L'écart «vient à 100% des jeunes et des seniors», a précisé l'économiste Antoine Bozio, autre coauteur de l'étude, alors que «dans la tranche d'âge des 30-54 ans, aucune différence d'emploi n'est observable avec les États-Unis, l'Allemagne ou le Royaume-Uni». Chez les jeunes, la France se distingue par une insertion particulièrement lente et difficile sur le marché de l'emploi. Ainsi, deux ans après leur fin d'études, les jeunes qui ont mis fin à leurs études à 18 ans ont un taux d'emploi (52%) plus faible de 15 points de pourcentage par rapport à l'Allemagne et de 30 points par rapport au Royaume-Uni.

Chez les seniors, la France a désormais un taux d'emploi supérieur aux États-Unis et au Royaume-Uni pour la tranche d'âge des 55-59 ans, mais elle accuse toujours un retard chez les 60-64 ans, malgré «une remontée progressive à partir des années 2000 mais moins rapide qu'ailleurs» et notamment en Allemagne.

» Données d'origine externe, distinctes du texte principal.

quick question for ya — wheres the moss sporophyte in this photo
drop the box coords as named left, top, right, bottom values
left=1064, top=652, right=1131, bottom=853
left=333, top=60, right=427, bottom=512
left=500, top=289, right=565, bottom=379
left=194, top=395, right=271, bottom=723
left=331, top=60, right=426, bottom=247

Cette remontée s'explique dans un premier temps par la fin des dispositifs de préretraite, puis par les réformes successives impactant l'âge de départ (Fillon et Borne) et le nombre d'annuités nécessaires pour une pension à taux plein (Touraine).

L'étude relève enfin que la hausse du travail féminin, qui a longtemps été un moteur de l'augmentation du nombre total d'heures travaillées, «s'essouffle et stagne désormais». Pour y remédier, il faudrait que les politiques publiques «aident les femmes à surmonter le choc qu'elles prennent dans la figure au moment de l'arrivée des enfants», d'après Camille Landais.